The budget deficit came in at 8.2% of GDP, he said in a statement after the weekly cabinet meeting, which was slightly better than an official forecast of 8.4%.
Deputy Finance Minister Ahmed Kouchouk said the overall budget deficit this fiscal year was at 431 billion Egyptian pounds ($26 billion), equivalent to 8.2%, down from 9.7% last year.
Egypt is emerging from a three-year economic reform programme tied to a $12 billion loan from the International Monetary Fund.
Madbouly said Egypt's primary surplus stood at 2% for the fiscal year, which ended in June, and also pointed to a recent drop in inflation as positive signs. Economic growth was up from 5.3% in 2017/18 and in line with a government forecast.
"We want to achieve bigger numbers. We want to fulfil the dreams and ambitions of the Egyptian citizen more than this and faster than this," Madbouly told a news conference after a cabinet meeting.

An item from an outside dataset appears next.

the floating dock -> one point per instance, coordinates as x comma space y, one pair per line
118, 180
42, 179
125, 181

Egypt has been praised by international lenders for swift reforms implemented since 2016, though austerity measures and inflation have left many Egyptians struggling to get by.
The reforms included a sharp devaluation of the currency, the introduction of value-added tax and the elimination of subsidies on most fuel products.
Madbouly said the IMF was due to vote on July 24 on the disbursement of the final $2 billion tranche of the 2016 loan.
The move follows Egypt's decision this month to implement the final round of fuel subsidy cuts, which raised domestic prices by between 16% and 30% to bring them into line with their real cost.
The World Bank largely praised Egypt's macroeconomic indicators in its Egypt Economic Monitor report published on Tuesday. But it said the government "is struggling to create the fiscal space necessary to shift towards a human-capital focused policy".
The government has only been able to partially mitigate adverse socioeconomic impacts, it said.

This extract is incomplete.